Thanks to all of you who took a moment to share in our sorrow. Mike had a great run!

Tammy Taylor 
(wife of mstaylor)


----------



## Kelite (Feb 28, 2014)

Thank you for sharing Mike with us Tammy, and thank you also for allowing us to contact you directly. May the Lord bring you peace and comfort today and tomorrow. We are one family and extend our hugs and warmest wishes to you-

Keith Kankovsky


----------



## museav (Mar 1, 2014)

Our thoughts and prayers go out to Tammy and the rest of the Taylor family.
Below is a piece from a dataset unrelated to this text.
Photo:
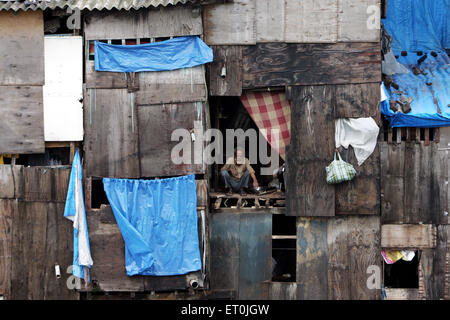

As others have said, thank you for sharing Mike us and thank you Mike for sharing with the community, we are all the richer for it.


----------



## Dionysus (Mar 18, 2014)

My condolences and well wishes to the Taylor's. I myself haven't been active on CB in a few years and happened across this terrible news. I think it really says something that I still remember posts from mike from all those years ago. He was an asset to our community indeed and will be missed by every one of us.
The world would be a better place with more people like mstsylor in it.


Sent from my iPhone using Tapatalk


----------



## Todd M. Taylor (Jun 5, 2014)

JohnD said:


> I was saddened when I read this early this morning, I went back and read a bunch of his posts in remembrance. One that really stuck with me was this:
> http://controlbooth.com/threads/3-f...ing-in-this-industry.32994/page-2#post-290392
> post @ 21.
> I also found this online:
> ...



First off, all condolences are more then appreciated. Dad (Mike) truly loved CB as much as he is loved here. 

Second JohnD While this post was sometime in august, it was printed and left for me with in a day or two of his passing. One of the most comforting things I've had through losing him was knowing he was truly proud of me.


----------



## gafftaper (Jun 5, 2014)

I want to make sure that everyone see's Todd's post in the new member forum as well.


----------